‘Indians knew gravity laws 500 yrs before Newton’

via http://www.sakaaltimes.com/SakaalTimesBeta/20100415/4868998689795260800.htm published on April 18, 2010

By Sushant Kulkarni

PUNE: Ancient Indian mathematician Bhaskaracharya, in his book Siddhanta Shriromani, had defined laws of gravity in 12th century, 500 years before Newton defined them for us. The speed of light was known to Indians since Vedic period, centuries before it was calculated by the Western world.

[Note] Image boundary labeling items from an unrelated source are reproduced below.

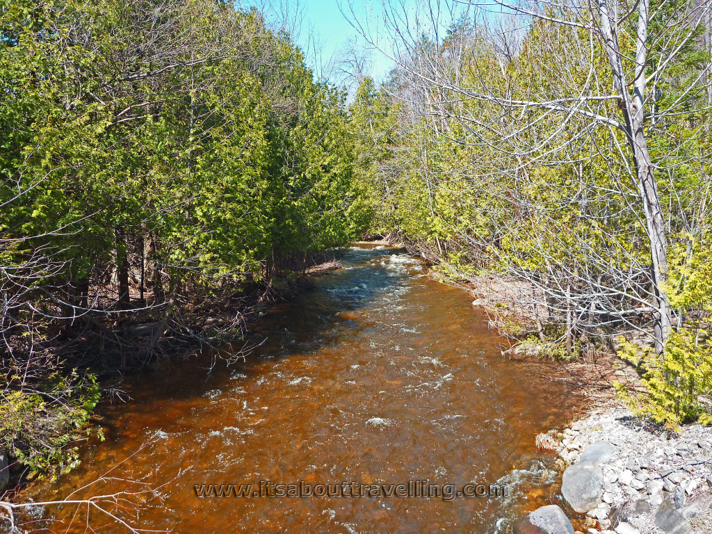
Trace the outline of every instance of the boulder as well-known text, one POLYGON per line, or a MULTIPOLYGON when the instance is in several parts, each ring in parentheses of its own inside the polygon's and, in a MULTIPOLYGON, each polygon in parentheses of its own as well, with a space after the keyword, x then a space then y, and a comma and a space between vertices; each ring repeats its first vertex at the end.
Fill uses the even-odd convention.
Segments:
POLYGON ((513 534, 574 534, 571 521, 555 504, 542 506, 520 518, 512 525, 513 534))
POLYGON ((3 451, 0 451, 0 495, 7 489, 10 485, 10 468, 9 462, 7 459, 7 454, 3 451))
POLYGON ((675 508, 671 496, 665 498, 655 513, 655 526, 670 534, 689 534, 692 532, 692 525, 675 508))
POLYGON ((616 452, 614 446, 605 441, 592 443, 581 453, 582 464, 595 464, 600 466, 612 458, 616 452))
POLYGON ((616 527, 616 534, 640 534, 640 530, 629 523, 620 523, 616 527))
POLYGON ((578 513, 596 508, 603 496, 603 473, 595 464, 577 464, 567 468, 561 479, 564 501, 578 513))

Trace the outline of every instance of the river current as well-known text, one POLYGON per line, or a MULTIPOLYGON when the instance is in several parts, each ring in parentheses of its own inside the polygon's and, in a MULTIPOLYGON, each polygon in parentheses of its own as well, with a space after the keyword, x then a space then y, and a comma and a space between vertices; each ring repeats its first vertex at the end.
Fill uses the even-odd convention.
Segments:
MULTIPOLYGON (((431 280, 404 251, 354 246, 342 263, 250 325, 248 342, 258 346, 244 361, 213 365, 205 354, 136 379, 129 402, 101 410, 106 440, 92 439, 78 468, 25 495, 56 499, 90 484, 75 496, 88 496, 142 481, 162 501, 116 513, 177 533, 507 534, 513 519, 557 503, 553 459, 534 449, 538 433, 563 426, 575 409, 555 364, 503 356, 471 297, 431 280), (507 494, 196 493, 196 485, 261 481, 412 488, 426 481, 507 494)), ((45 517, 67 521, 68 510, 45 517)), ((83 530, 83 513, 70 530, 83 530)), ((95 513, 90 520, 101 532, 127 531, 95 513)))

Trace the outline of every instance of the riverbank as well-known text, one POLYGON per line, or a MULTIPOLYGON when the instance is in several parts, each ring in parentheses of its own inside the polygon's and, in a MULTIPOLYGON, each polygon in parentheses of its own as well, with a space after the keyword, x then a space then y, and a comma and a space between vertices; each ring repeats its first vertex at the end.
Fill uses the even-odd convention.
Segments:
MULTIPOLYGON (((92 373, 96 377, 93 379, 95 380, 97 399, 100 392, 104 402, 108 400, 121 403, 130 399, 130 395, 122 385, 127 379, 163 367, 167 359, 184 359, 200 352, 212 352, 216 357, 233 362, 244 359, 248 354, 251 345, 246 344, 243 349, 236 351, 230 344, 244 340, 248 325, 263 317, 281 302, 295 298, 312 289, 313 283, 310 281, 311 278, 342 268, 339 261, 342 255, 342 250, 337 249, 315 256, 310 262, 311 265, 305 266, 300 271, 294 273, 293 276, 281 280, 277 284, 271 284, 267 288, 253 288, 246 291, 246 294, 236 293, 223 300, 219 309, 215 306, 194 309, 192 313, 182 318, 182 328, 173 332, 169 338, 167 337, 164 342, 165 346, 155 347, 150 358, 141 358, 140 361, 134 362, 132 357, 135 357, 135 355, 130 354, 122 357, 121 361, 124 364, 122 367, 109 365, 99 367, 94 360, 88 362, 73 360, 67 362, 71 364, 68 367, 73 370, 79 369, 83 375, 92 373), (229 346, 230 350, 224 350, 224 346, 229 346)), ((147 323, 134 327, 137 330, 136 336, 146 335, 147 328, 152 325, 147 323)), ((72 421, 66 424, 66 427, 52 426, 48 431, 53 431, 55 434, 49 435, 41 431, 41 429, 40 431, 34 430, 39 425, 36 420, 51 423, 53 419, 59 419, 60 415, 52 411, 51 406, 48 404, 45 407, 43 404, 35 406, 35 412, 28 412, 26 408, 33 398, 28 395, 19 395, 19 399, 8 409, 4 410, 6 419, 2 422, 2 429, 14 430, 16 432, 14 441, 21 445, 30 444, 31 446, 35 441, 41 441, 43 446, 57 451, 52 453, 53 456, 42 464, 46 470, 41 473, 42 476, 51 475, 60 469, 68 471, 68 461, 70 461, 75 466, 79 465, 81 457, 78 454, 78 446, 88 439, 88 436, 103 435, 98 429, 101 429, 103 423, 96 416, 96 408, 93 405, 81 406, 86 413, 83 414, 80 424, 75 424, 72 421), (27 429, 32 429, 35 434, 28 436, 29 431, 27 429), (68 454, 65 454, 67 451, 68 454)), ((4 407, 6 407, 0 404, 0 408, 4 407)), ((58 409, 61 408, 62 406, 60 406, 58 409)), ((4 447, 0 441, 0 503, 13 501, 14 496, 26 483, 36 479, 40 474, 33 468, 34 464, 28 465, 21 461, 17 456, 13 456, 12 452, 11 446, 4 447)))
POLYGON ((676 434, 615 407, 557 438, 564 503, 590 534, 712 531, 712 429, 676 434))
MULTIPOLYGON (((516 330, 522 318, 533 330, 531 310, 512 305, 503 293, 504 315, 516 330)), ((480 288, 476 307, 501 310, 480 288)), ((709 534, 712 532, 712 429, 683 426, 679 433, 634 416, 617 394, 645 392, 637 370, 610 350, 588 350, 565 361, 538 341, 511 337, 505 357, 545 358, 560 363, 580 388, 587 407, 560 431, 538 436, 537 446, 557 454, 562 503, 539 508, 514 525, 514 534, 709 534), (576 530, 575 530, 575 527, 576 530)))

Maitree, a group of professionals from Tata Consultancy Services and Bengaluru-based NGO Sanskrit Bharati have come together with a unique exhibition, Pride of India, to spread awareness about India’s rich scientific heritage.


The exhibition will showcase 150 posters, each explaining one Sanskrit shloka from ancient Indian scientific literature. “The shlokas (verses) by ancient scientists and mathematicians like Bhaskaracharya, Baudhayana, Apastambha, Bhaskaracharya’s daughter Leelavati have been showcased in the exhibition.” says Aashish Manjaramkar, exhibition coordinator. “Our aim is to tell that zero is not the only contribution that Indians have made to science and maths.” he adds.

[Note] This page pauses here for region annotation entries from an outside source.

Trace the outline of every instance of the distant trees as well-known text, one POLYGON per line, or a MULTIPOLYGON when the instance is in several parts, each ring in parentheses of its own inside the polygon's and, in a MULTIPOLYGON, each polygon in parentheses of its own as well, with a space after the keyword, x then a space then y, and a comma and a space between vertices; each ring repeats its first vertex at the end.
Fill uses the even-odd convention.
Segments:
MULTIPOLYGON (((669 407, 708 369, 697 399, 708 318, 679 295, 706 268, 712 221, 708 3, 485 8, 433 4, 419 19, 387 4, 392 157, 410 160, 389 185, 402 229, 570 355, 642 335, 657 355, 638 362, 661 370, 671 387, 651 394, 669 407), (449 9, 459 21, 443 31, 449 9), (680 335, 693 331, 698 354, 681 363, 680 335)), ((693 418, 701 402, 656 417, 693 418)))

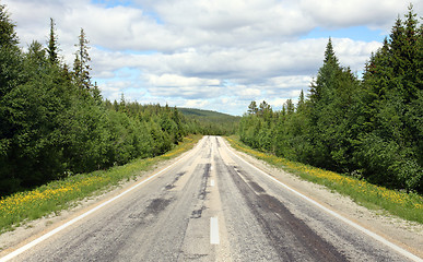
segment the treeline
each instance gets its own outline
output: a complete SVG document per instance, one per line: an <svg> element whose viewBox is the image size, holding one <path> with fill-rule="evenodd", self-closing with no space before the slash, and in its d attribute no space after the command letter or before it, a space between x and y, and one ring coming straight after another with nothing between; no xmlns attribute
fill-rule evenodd
<svg viewBox="0 0 423 262"><path fill-rule="evenodd" d="M307 96L273 111L252 102L240 121L246 144L278 156L423 192L423 29L412 7L397 19L359 79L331 39Z"/></svg>
<svg viewBox="0 0 423 262"><path fill-rule="evenodd" d="M14 27L0 4L0 196L160 155L200 131L176 108L103 100L83 29L70 67L52 20L46 47L33 41L26 51Z"/></svg>
<svg viewBox="0 0 423 262"><path fill-rule="evenodd" d="M240 117L193 108L179 108L195 123L198 133L205 135L230 135L238 130Z"/></svg>

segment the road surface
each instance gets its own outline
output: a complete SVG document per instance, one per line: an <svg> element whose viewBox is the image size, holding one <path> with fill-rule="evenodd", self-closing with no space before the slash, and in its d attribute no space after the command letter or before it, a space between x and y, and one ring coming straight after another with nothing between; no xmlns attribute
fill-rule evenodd
<svg viewBox="0 0 423 262"><path fill-rule="evenodd" d="M222 138L204 136L167 169L11 261L412 260L282 187Z"/></svg>

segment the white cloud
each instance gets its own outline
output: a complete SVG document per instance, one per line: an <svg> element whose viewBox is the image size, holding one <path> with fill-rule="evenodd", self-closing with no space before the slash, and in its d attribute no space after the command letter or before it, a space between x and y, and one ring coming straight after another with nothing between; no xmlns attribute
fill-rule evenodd
<svg viewBox="0 0 423 262"><path fill-rule="evenodd" d="M422 1L411 0L422 13ZM240 115L248 100L280 107L308 90L327 38L305 39L316 27L389 31L402 0L3 0L22 46L46 43L49 17L72 63L83 27L92 75L107 98L122 92L139 102L192 105ZM302 38L303 37L303 38ZM357 37L360 38L360 36ZM361 71L377 41L333 38L342 66Z"/></svg>

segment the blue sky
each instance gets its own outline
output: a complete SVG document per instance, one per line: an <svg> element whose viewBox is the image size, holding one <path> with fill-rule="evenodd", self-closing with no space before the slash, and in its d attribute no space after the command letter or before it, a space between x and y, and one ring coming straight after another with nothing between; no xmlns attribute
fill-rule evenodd
<svg viewBox="0 0 423 262"><path fill-rule="evenodd" d="M422 1L411 0L422 15ZM84 28L92 76L108 99L242 115L307 92L331 37L353 71L389 34L403 0L3 0L21 45L46 43L56 21L63 62ZM37 12L34 12L37 10Z"/></svg>

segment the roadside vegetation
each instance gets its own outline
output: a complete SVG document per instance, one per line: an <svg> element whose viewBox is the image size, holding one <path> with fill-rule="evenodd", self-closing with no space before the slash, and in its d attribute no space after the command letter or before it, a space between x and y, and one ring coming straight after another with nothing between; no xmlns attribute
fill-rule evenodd
<svg viewBox="0 0 423 262"><path fill-rule="evenodd" d="M367 209L384 211L398 217L423 224L423 198L416 193L391 190L372 184L363 179L292 162L274 154L263 153L245 145L238 136L226 136L232 147L294 174L304 180L322 184L330 190L350 196Z"/></svg>
<svg viewBox="0 0 423 262"><path fill-rule="evenodd" d="M282 110L251 102L239 123L240 141L365 184L422 194L420 21L410 5L404 20L397 19L383 47L372 55L362 78L339 63L329 39L308 93L302 92L296 105L287 99Z"/></svg>
<svg viewBox="0 0 423 262"><path fill-rule="evenodd" d="M143 171L153 169L160 162L174 158L192 148L201 136L184 138L179 145L161 156L139 158L107 170L69 176L31 191L1 198L0 234L26 222L77 206L81 200L104 193L125 181L137 180Z"/></svg>
<svg viewBox="0 0 423 262"><path fill-rule="evenodd" d="M47 44L26 50L3 4L0 29L0 196L158 156L205 129L221 133L167 105L103 99L82 28L73 64L60 58L54 20Z"/></svg>

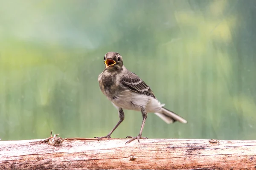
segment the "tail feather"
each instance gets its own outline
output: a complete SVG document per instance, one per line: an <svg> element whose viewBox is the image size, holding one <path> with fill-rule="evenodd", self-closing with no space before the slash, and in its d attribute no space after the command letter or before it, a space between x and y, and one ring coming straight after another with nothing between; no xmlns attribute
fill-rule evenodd
<svg viewBox="0 0 256 170"><path fill-rule="evenodd" d="M154 113L169 124L174 123L176 121L179 121L183 123L187 123L187 121L185 119L163 107L162 107L160 111Z"/></svg>

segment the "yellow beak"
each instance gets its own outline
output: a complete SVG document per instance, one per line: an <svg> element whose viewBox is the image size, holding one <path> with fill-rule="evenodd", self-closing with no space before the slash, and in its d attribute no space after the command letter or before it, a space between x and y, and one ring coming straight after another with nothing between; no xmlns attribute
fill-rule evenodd
<svg viewBox="0 0 256 170"><path fill-rule="evenodd" d="M114 65L116 62L111 59L107 59L105 60L105 65L106 65L106 68L108 67L110 67L112 65Z"/></svg>

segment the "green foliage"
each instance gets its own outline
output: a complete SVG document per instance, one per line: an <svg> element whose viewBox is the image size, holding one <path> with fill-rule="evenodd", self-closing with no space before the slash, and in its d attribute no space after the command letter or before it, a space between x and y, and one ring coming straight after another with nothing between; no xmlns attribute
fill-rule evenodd
<svg viewBox="0 0 256 170"><path fill-rule="evenodd" d="M109 51L188 121L149 114L149 138L255 139L253 0L5 1L0 6L0 138L106 135L117 111L98 75ZM125 110L113 135L136 136Z"/></svg>

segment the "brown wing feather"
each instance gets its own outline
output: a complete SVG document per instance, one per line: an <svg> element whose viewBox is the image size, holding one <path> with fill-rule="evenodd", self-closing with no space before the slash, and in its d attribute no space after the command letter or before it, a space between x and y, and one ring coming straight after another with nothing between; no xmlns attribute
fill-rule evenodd
<svg viewBox="0 0 256 170"><path fill-rule="evenodd" d="M121 82L135 93L155 98L149 86L134 73L130 72L125 74L121 80Z"/></svg>

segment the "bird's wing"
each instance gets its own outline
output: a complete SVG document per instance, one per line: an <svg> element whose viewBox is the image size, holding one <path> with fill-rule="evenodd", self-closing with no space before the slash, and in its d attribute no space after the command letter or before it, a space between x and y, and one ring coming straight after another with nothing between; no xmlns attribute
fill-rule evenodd
<svg viewBox="0 0 256 170"><path fill-rule="evenodd" d="M121 79L122 83L135 93L155 98L153 91L145 82L134 73L126 73Z"/></svg>

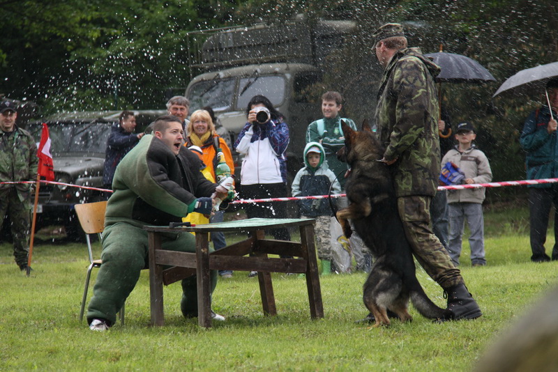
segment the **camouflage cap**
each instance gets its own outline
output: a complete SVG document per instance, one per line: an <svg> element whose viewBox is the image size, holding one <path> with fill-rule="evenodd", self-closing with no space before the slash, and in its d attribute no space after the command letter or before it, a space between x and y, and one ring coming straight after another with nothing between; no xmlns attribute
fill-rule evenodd
<svg viewBox="0 0 558 372"><path fill-rule="evenodd" d="M15 104L11 101L3 101L0 102L0 114L3 114L6 111L13 111L16 112L17 111Z"/></svg>
<svg viewBox="0 0 558 372"><path fill-rule="evenodd" d="M374 44L375 45L388 38L405 37L405 33L403 32L403 26L401 24L387 23L374 31L372 36L374 37Z"/></svg>

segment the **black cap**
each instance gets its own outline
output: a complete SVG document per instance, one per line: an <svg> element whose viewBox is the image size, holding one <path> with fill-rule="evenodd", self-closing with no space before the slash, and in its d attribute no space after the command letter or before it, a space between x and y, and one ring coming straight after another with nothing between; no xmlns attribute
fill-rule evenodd
<svg viewBox="0 0 558 372"><path fill-rule="evenodd" d="M8 110L12 110L13 111L16 112L17 110L15 107L15 104L12 101L3 101L0 103L0 114L3 114L4 111Z"/></svg>
<svg viewBox="0 0 558 372"><path fill-rule="evenodd" d="M462 123L460 123L458 124L458 130L455 131L455 133L459 133L460 132L474 132L475 128L473 127L473 125L469 123L468 121L464 121Z"/></svg>

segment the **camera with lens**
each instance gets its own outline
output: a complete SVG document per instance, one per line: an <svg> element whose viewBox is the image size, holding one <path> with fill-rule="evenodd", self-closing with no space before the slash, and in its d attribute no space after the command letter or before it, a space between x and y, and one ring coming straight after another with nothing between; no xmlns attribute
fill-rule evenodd
<svg viewBox="0 0 558 372"><path fill-rule="evenodd" d="M254 108L254 112L256 113L256 121L259 124L264 124L269 121L271 118L271 114L266 107L259 106Z"/></svg>

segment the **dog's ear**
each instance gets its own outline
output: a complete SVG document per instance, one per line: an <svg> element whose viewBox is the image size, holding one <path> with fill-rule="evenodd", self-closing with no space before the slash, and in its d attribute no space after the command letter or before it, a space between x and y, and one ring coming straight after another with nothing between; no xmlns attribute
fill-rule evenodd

Manjramkar tells, “Very few of us know that speed of light was known to Indians in Vedic period. A shloka says that the speed of light is 2202 yojana per half nimish.  Yojana is a unit of distance which equals to 9.06 miles and half a nimish (nimishardha) is one tenth of a second. The figure is very close to the modern measurement of speed of light.”


Sanskrit Bharati, which works in all major cities of India and also in 16 USA cities., was established in 1983 and works for promotion of Sanskrit as spoken language. The organisation regularly stages such events across India. The venue of the exhibition is The TCS’s Quadra office at Magarpatta city on Friday. For more information about the exhibition call Madhav Kelkar at 9422361095 or Aashish Manjramkar at 9422188702.



“One of the shlokas in the exhibition describes a conversation between and his daughter Leelavati, who also was a mathematician. The conversation beautifully explains spherical shape of earth, gravitation force that keeps planets revolving in space,” says Manjaramkar.